Sri Lankan authorities have now openly acknowledged that the Thaiyiddi Thissa Viharai was constructed on private Tamil-owned land. Yet, instead of rectifying the illegality, the government proposes compensation or alternative land, effectively converting a land grab into a permanent state-backed acquisition. This approach violates basic principles of property rights, equality before the law, and international human rights standards.
A viharai built as a Mahavamsa-driven Sinhala-Buddhist political symbol cannot replace a Hindu temple, a Tamil Buddhist site, or any Tamil cultural or religious symbol. This is not a neutral religious issue; it is a state-sponsored cultural and territorial assertion imposed on the Tamil homeland under military protection. Allowing such structures to remain sets a dangerous precedent.
Globally, genocide, ethnic cleansing, and forced demographic change often begin not with mass expulsions, but with incremental land seizures, followed by compensation, coercive purchases, or “legalization” under military presence. History shows that once land seizure is normalized through payments, the original people steadily lose territorial control.
The Palestinian experience stands as a sobering historical warning. Large portions of Palestinian land were initially lost through coerced sales, political pressure, and unequal power relations, later enforced by state power. Over time, Palestinians were left confined to fragmented territories such as Gaza and the West Bank. This did not occur overnight; it happened step by step, under the guise of legality and compensation.
If viharai construction is allowed to spread across the Tamil homeland—each time justified by compensation, alternative land, or so-called reconciliation—the inevitable outcome will be systematic dispossession. Under military presence, landowners face implicit threats, documentation challenges, and pressure to accept state terms. This is not consent; it is coercion.
International law is clear: illegal occupation of private land, coupled with cultural imposition and military enforcement, cannot be cured by compensation alone. Remedies must restore the status quo ante. Anything less rewards illegality and encourages repetition.

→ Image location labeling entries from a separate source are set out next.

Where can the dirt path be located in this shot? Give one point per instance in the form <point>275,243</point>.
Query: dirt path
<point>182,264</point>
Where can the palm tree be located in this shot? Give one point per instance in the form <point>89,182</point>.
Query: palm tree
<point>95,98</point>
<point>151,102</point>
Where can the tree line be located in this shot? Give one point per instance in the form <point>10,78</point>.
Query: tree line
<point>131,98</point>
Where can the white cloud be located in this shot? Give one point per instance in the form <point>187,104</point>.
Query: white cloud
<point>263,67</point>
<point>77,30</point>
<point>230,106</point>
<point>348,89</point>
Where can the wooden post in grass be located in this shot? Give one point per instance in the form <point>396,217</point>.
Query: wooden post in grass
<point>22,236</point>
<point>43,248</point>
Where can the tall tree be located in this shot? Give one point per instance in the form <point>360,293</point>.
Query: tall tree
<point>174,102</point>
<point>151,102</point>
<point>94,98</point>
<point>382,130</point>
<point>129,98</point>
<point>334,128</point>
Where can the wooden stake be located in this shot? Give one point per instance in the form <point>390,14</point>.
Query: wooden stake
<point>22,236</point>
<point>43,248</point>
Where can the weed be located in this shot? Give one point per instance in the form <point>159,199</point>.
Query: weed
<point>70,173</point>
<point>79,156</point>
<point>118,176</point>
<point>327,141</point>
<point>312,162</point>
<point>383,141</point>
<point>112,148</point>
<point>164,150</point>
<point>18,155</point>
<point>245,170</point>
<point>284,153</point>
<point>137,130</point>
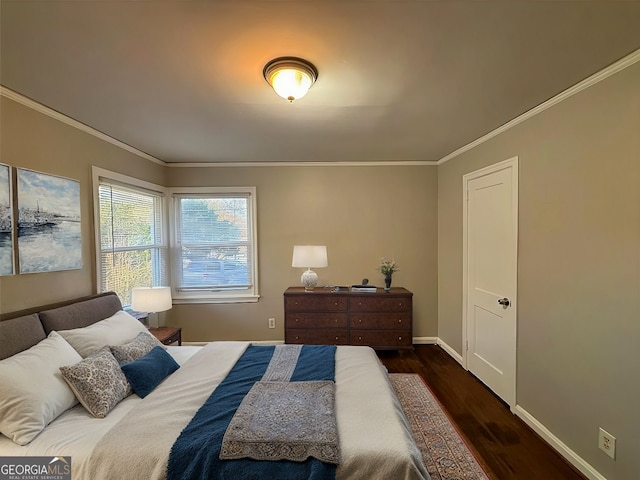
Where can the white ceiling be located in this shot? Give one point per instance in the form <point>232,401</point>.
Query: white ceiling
<point>399,80</point>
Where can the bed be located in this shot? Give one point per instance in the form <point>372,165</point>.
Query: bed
<point>137,436</point>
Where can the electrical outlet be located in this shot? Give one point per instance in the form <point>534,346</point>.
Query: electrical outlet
<point>607,443</point>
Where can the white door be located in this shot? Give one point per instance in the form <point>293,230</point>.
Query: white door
<point>490,276</point>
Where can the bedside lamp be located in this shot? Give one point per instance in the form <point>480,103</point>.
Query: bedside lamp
<point>151,300</point>
<point>308,256</point>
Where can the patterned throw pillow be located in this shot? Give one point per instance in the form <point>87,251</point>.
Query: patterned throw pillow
<point>97,382</point>
<point>136,348</point>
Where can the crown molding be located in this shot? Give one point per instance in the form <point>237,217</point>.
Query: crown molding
<point>27,102</point>
<point>612,69</point>
<point>586,83</point>
<point>304,164</point>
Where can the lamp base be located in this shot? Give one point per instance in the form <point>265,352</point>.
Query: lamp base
<point>309,279</point>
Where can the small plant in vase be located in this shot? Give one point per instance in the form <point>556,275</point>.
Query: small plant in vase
<point>387,268</point>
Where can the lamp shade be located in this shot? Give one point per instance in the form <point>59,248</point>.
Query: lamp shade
<point>290,77</point>
<point>308,256</point>
<point>151,299</point>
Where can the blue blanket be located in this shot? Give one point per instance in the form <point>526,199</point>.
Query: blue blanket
<point>195,454</point>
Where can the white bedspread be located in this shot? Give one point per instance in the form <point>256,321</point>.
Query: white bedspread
<point>375,441</point>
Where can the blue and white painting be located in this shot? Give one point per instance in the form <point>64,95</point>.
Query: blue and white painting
<point>49,235</point>
<point>6,221</point>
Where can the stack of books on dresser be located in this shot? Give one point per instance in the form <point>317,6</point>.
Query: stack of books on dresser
<point>363,288</point>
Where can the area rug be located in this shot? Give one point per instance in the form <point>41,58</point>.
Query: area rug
<point>445,454</point>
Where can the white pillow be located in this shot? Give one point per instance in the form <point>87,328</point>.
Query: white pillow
<point>32,390</point>
<point>118,329</point>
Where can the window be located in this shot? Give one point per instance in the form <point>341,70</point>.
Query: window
<point>130,236</point>
<point>214,246</point>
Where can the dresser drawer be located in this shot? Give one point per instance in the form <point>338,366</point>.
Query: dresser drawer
<point>310,302</point>
<point>384,338</point>
<point>377,304</point>
<point>316,337</point>
<point>381,321</point>
<point>316,320</point>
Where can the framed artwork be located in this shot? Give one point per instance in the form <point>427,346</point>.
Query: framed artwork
<point>49,233</point>
<point>6,221</point>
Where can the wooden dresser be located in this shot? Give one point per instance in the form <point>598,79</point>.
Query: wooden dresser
<point>382,320</point>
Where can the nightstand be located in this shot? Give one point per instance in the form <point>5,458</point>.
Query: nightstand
<point>167,335</point>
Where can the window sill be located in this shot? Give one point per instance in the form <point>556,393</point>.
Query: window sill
<point>229,299</point>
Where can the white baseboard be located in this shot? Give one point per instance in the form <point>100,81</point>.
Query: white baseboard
<point>571,456</point>
<point>455,355</point>
<point>557,444</point>
<point>425,340</point>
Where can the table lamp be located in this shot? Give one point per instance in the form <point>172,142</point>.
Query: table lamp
<point>151,300</point>
<point>308,256</point>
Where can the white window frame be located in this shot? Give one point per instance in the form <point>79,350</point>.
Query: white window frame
<point>249,295</point>
<point>125,180</point>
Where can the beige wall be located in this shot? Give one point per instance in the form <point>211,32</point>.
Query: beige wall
<point>578,265</point>
<point>579,262</point>
<point>29,139</point>
<point>360,213</point>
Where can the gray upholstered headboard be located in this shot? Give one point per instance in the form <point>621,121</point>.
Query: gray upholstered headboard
<point>23,332</point>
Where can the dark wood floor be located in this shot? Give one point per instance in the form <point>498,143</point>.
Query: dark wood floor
<point>505,446</point>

True coexistence cannot be built on unequal power, historical erasure, or forced acceptance of dominant religious symbols. Peace is not achieved by asking victims to surrender land in exchange for money. It is achieved by upholding justice, equality, and the right of peoples to safeguard their land, culture, and historical continuity.
Tamils therefore must demand:
- Immediate dismantling of the Thaiyiddi Thissa Viharai
- Full restoration of seized lands to original owners
- An end to state-backed religious and demographic colonization in the Tamil homeland
Compensation is not justice.
Replacement land is not restitution.